- Film poster
- Directed by: Jean-Luc Godard Peter Greenaway Edgar Pêra
- Written by: Jean-Luc Godard Peter Greenaway Edgar Pêra
- Produced by: Rodrigo Areias
- Cinematography: Fabrice Aragno Reinier van Brummelen Luís Branquinho
- Edited by: Raphaël Lefèvre
- Music by: Jorge Prendas Marco Robino
- Production company: Fundação Cidade de Guimarães
- Distributed by: Fundação Cidade de Guimarães Urban Distribution
- Release date: 23 May 2013 (Cannes);
- Running time: 69 minutes
- Countries: Portugal France
- Languages: French English Portuguese

= 3x3D =

3x3D is a 2013 anthology film comprising three short 3D films directed by French/Swiss filmmaker Jean-Luc Godard, British filmmaker Peter Greenaway and Portuguese filmmaker Edgar Pêra. It was released in France April 30, 2014 after being presented at the closing night of Critics' Week of the 2013 Cannes Film Festival in May. It also screened at the 2013 Vancouver International Film Festival.

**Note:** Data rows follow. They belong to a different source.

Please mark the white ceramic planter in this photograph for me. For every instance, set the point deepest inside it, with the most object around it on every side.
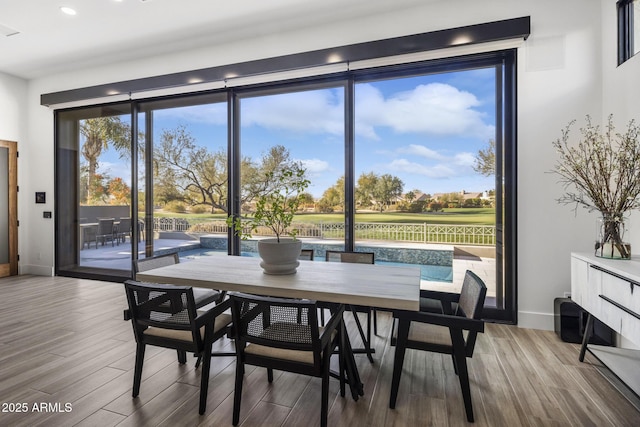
(279, 258)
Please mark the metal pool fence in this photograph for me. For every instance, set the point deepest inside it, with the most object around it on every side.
(401, 232)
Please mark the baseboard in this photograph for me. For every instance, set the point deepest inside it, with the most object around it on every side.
(37, 270)
(535, 320)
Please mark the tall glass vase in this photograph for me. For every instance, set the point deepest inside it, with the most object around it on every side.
(610, 236)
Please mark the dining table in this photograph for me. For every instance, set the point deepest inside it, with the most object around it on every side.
(381, 286)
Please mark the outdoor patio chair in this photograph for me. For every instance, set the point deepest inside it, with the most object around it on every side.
(89, 233)
(166, 316)
(283, 334)
(124, 229)
(360, 258)
(453, 334)
(106, 231)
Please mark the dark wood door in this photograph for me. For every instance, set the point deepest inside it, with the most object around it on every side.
(8, 208)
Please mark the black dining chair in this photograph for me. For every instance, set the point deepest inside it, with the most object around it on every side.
(283, 334)
(453, 333)
(166, 316)
(203, 296)
(359, 258)
(106, 231)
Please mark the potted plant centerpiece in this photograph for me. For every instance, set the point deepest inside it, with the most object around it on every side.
(275, 209)
(602, 172)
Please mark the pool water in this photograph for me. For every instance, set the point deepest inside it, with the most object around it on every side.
(431, 273)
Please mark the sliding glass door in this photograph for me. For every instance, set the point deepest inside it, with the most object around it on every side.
(182, 175)
(303, 126)
(93, 191)
(414, 162)
(425, 173)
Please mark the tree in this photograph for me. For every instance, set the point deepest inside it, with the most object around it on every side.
(387, 189)
(332, 196)
(366, 189)
(200, 174)
(253, 182)
(119, 192)
(486, 160)
(99, 132)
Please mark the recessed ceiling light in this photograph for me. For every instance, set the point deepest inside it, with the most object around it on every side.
(67, 10)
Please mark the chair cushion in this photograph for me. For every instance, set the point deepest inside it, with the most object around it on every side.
(299, 356)
(222, 321)
(432, 305)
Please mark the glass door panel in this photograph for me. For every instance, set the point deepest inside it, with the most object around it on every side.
(93, 156)
(303, 126)
(183, 160)
(425, 180)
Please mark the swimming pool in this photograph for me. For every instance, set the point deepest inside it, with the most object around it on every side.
(431, 273)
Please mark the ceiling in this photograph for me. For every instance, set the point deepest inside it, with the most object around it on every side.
(108, 31)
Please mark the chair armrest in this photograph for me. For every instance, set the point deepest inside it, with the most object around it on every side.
(450, 321)
(440, 295)
(208, 315)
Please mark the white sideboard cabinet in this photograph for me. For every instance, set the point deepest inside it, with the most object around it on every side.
(609, 290)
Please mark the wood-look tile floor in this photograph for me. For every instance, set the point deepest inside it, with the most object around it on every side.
(66, 359)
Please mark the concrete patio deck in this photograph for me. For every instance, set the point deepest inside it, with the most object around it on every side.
(119, 257)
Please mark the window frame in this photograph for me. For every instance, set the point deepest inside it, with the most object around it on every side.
(626, 34)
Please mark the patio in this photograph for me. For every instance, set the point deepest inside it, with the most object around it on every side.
(119, 257)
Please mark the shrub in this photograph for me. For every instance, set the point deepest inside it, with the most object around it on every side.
(200, 209)
(175, 207)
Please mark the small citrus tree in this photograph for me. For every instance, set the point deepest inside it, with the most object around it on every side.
(276, 209)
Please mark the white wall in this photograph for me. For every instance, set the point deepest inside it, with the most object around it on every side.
(13, 127)
(559, 79)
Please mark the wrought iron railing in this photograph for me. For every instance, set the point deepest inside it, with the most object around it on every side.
(400, 232)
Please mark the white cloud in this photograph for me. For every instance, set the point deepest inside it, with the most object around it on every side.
(420, 151)
(465, 159)
(215, 114)
(435, 171)
(309, 112)
(315, 165)
(434, 108)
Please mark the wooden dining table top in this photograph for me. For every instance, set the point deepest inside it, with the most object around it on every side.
(383, 286)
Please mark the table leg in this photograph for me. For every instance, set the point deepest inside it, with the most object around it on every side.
(351, 369)
(585, 338)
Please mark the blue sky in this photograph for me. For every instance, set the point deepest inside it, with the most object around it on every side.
(426, 130)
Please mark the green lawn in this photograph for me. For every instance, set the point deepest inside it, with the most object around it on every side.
(481, 216)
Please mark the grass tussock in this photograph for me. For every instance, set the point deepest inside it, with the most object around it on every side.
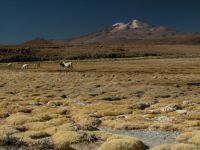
(123, 143)
(175, 147)
(20, 119)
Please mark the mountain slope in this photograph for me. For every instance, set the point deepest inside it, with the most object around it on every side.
(126, 31)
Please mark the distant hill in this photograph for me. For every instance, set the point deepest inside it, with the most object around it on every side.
(121, 40)
(38, 41)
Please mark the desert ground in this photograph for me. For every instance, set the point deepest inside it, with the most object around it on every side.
(110, 104)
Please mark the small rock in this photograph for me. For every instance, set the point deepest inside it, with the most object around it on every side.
(164, 119)
(170, 108)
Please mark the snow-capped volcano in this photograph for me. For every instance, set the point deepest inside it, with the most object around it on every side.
(134, 29)
(135, 24)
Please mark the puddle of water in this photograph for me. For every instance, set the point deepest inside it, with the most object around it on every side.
(150, 138)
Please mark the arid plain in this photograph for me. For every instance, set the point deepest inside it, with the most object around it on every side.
(84, 108)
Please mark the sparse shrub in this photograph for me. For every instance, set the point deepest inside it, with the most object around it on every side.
(10, 141)
(123, 143)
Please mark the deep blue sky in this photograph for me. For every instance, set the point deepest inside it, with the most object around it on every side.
(22, 20)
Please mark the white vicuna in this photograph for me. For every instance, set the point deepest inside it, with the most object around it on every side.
(24, 66)
(66, 65)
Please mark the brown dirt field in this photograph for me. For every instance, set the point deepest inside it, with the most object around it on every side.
(150, 94)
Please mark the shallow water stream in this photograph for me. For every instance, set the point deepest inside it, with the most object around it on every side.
(150, 138)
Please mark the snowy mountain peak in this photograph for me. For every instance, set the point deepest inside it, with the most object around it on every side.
(137, 24)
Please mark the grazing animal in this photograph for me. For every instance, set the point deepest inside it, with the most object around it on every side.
(66, 65)
(24, 66)
(36, 65)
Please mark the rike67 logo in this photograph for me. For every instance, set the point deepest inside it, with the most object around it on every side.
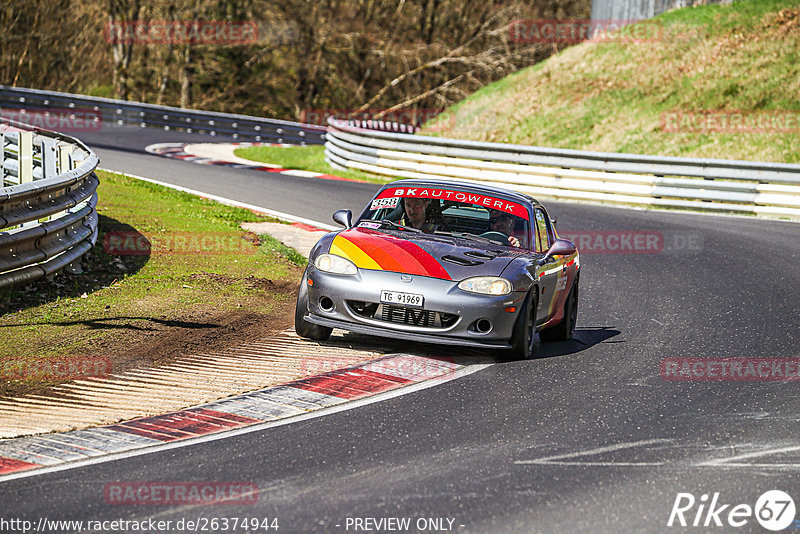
(774, 510)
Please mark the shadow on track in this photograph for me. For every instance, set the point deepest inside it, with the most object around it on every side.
(583, 338)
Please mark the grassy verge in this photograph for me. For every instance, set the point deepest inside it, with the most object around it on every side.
(304, 158)
(616, 96)
(167, 264)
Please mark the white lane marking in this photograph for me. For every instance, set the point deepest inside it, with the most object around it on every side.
(229, 202)
(559, 458)
(459, 373)
(734, 461)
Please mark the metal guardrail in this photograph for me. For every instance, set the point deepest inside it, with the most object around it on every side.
(108, 111)
(48, 196)
(667, 182)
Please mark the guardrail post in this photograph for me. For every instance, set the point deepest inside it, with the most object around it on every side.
(49, 158)
(25, 157)
(2, 159)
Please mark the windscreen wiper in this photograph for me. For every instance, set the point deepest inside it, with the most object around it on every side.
(400, 226)
(471, 237)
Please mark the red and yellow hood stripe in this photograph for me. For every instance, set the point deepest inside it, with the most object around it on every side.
(382, 252)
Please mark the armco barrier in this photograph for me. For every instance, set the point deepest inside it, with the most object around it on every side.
(108, 111)
(47, 203)
(717, 185)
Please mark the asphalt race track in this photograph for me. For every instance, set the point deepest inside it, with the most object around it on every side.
(589, 438)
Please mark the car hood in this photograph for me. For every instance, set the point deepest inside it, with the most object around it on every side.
(442, 257)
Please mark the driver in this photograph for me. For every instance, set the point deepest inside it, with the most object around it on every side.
(420, 214)
(500, 221)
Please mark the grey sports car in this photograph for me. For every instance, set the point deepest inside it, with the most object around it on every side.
(444, 262)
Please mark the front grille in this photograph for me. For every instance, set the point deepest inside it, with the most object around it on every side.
(402, 314)
(411, 316)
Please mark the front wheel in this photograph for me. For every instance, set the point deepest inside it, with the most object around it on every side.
(524, 341)
(301, 326)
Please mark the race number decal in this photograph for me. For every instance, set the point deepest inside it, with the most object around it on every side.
(388, 202)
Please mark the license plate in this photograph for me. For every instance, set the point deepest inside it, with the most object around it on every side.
(402, 299)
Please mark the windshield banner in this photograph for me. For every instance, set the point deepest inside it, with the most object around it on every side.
(456, 196)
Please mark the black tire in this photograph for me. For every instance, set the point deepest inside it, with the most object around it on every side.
(303, 327)
(524, 341)
(564, 330)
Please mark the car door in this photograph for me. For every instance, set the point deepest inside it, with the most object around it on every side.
(552, 274)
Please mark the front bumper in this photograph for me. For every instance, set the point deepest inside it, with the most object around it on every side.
(332, 298)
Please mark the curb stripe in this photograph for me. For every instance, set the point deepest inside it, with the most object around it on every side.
(11, 465)
(299, 398)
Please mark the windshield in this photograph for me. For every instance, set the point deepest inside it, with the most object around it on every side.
(449, 212)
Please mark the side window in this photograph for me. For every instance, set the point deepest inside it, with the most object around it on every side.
(543, 232)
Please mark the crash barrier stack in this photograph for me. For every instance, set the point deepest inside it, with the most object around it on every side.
(48, 197)
(109, 112)
(716, 185)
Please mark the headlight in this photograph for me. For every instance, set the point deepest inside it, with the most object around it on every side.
(331, 263)
(488, 285)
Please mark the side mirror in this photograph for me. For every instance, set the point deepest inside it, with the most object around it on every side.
(345, 218)
(562, 247)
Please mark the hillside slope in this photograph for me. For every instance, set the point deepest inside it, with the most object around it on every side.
(740, 63)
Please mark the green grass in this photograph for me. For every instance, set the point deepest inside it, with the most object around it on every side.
(612, 96)
(304, 158)
(183, 281)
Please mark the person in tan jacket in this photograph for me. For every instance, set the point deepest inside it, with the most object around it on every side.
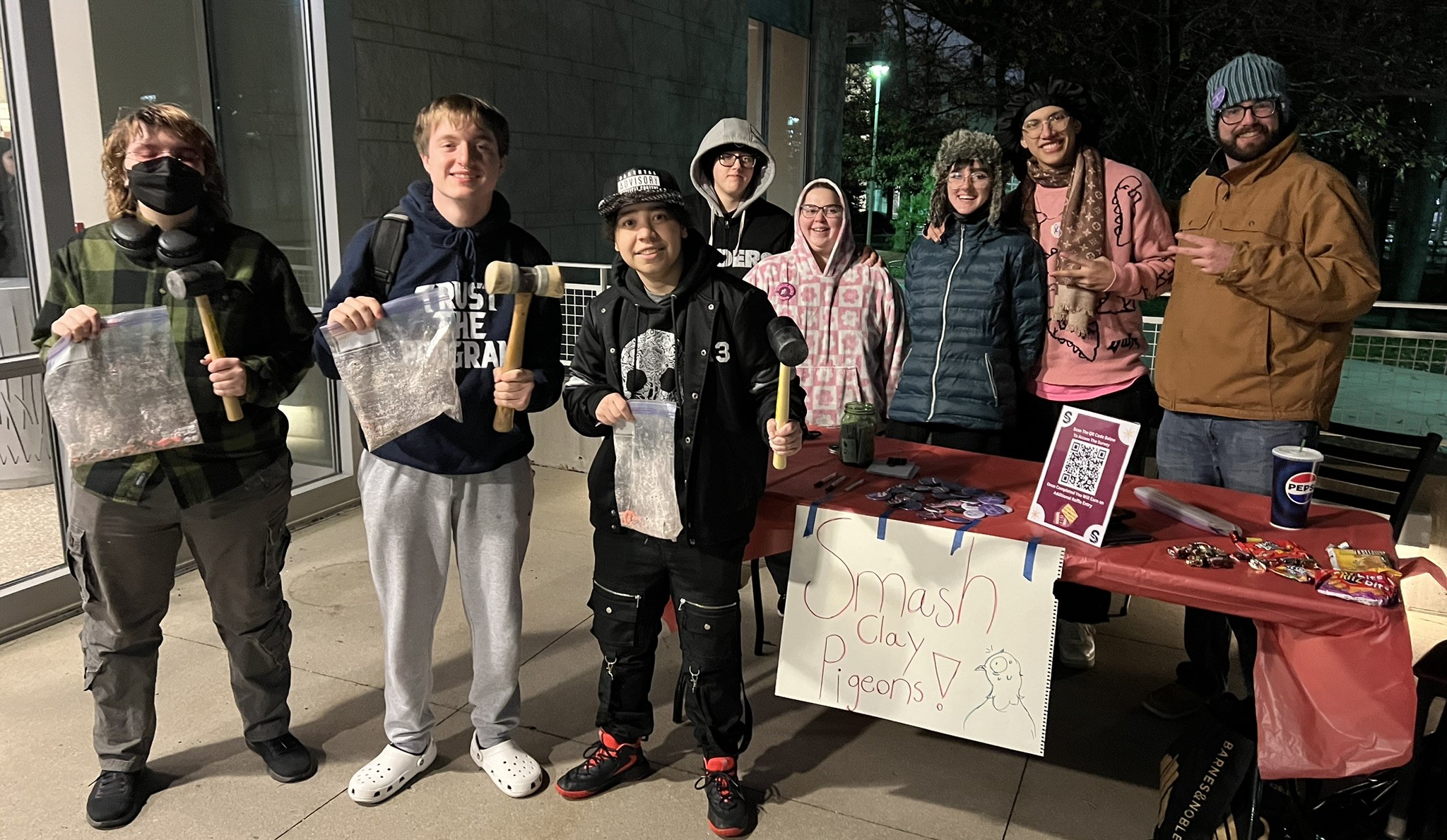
(1274, 262)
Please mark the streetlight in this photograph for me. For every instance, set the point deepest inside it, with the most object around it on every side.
(878, 71)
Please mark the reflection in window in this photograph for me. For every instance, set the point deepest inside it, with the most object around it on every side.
(788, 114)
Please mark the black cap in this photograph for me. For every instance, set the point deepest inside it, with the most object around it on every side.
(642, 185)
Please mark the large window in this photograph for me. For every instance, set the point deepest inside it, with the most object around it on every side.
(31, 537)
(254, 73)
(779, 105)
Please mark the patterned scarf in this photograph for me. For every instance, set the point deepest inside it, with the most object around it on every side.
(1082, 230)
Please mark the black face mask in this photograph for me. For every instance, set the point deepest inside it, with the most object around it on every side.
(167, 185)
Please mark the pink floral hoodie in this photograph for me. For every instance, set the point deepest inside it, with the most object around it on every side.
(850, 316)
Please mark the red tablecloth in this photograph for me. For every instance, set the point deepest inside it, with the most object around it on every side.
(1335, 689)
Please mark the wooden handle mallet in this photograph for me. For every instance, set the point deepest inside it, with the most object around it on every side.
(792, 350)
(199, 283)
(523, 283)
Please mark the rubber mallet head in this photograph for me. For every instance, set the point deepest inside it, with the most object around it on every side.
(788, 341)
(514, 279)
(201, 279)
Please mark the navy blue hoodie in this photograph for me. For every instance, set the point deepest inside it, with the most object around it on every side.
(437, 252)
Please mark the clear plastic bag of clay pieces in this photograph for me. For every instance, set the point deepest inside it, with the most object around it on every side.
(643, 472)
(401, 374)
(121, 392)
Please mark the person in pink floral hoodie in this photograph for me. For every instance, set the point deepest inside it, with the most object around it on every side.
(850, 313)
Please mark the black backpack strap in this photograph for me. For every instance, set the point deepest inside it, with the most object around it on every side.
(385, 249)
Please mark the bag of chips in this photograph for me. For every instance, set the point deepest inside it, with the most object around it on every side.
(1366, 577)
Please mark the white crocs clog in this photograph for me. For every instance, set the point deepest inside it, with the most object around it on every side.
(516, 772)
(388, 774)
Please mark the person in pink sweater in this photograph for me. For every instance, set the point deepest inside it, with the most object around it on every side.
(849, 312)
(847, 309)
(1107, 239)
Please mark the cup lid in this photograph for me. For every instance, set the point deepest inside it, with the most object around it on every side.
(1295, 453)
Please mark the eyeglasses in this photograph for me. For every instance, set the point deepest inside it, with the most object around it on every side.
(1058, 120)
(186, 155)
(812, 210)
(745, 161)
(1236, 113)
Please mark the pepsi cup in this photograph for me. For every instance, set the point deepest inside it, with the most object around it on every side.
(1294, 478)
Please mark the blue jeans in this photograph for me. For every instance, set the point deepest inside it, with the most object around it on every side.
(1222, 453)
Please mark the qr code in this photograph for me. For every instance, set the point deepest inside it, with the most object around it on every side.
(1084, 464)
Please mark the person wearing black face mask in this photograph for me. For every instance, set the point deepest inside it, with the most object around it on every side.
(165, 185)
(226, 496)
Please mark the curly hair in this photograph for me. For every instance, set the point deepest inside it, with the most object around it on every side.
(151, 120)
(966, 146)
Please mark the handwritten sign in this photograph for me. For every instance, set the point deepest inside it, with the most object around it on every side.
(1082, 473)
(923, 625)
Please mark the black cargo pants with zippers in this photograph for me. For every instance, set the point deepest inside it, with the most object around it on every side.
(634, 576)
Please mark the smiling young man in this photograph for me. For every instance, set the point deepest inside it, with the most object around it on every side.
(1106, 237)
(675, 327)
(452, 485)
(731, 172)
(1275, 261)
(226, 496)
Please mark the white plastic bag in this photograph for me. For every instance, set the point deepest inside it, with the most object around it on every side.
(401, 374)
(643, 471)
(121, 392)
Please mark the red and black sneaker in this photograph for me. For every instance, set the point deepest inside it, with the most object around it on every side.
(606, 764)
(730, 813)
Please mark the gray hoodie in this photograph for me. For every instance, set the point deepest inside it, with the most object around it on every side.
(756, 229)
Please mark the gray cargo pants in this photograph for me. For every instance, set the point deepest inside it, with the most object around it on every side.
(125, 555)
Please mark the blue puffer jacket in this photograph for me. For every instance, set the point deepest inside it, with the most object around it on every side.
(977, 324)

The film was commissioned by the city of Guimarães in Portugal at the time of its designation as European Capital of Culture in 2012.

==Segments==
- Just in time directed by Peter Greenaway
- Cinesapiens directed by Edgar Pêra
- Les Trois Désastres directed by Jean-Luc Godard

==Cast==

===Just in Time===
- Miguel Monteiro as Gil Vicente, Pope John XXI, Bishop Barbosa and The Wineman

===Cinesapiens===
- Carolina Amaral
- Keith Davis
- Leonor Keil
- Ângela Marques
- Nuno Melo
- Jorge Prendas
- Pedro J. Ribeiro

==Critical reception==
Film critic Serge Kaganski called Peter Greenaway's short film technically ruffling but cinematically zero. Jean-Michel Frodon praised Jean-Luc Godard's film, calling it virtuoso and innovative. Peter Debruge called it "little more than a vanity commission to celebrate the EU selecting Guimaraes, Portugal, as its European Capital of Culture for 2012."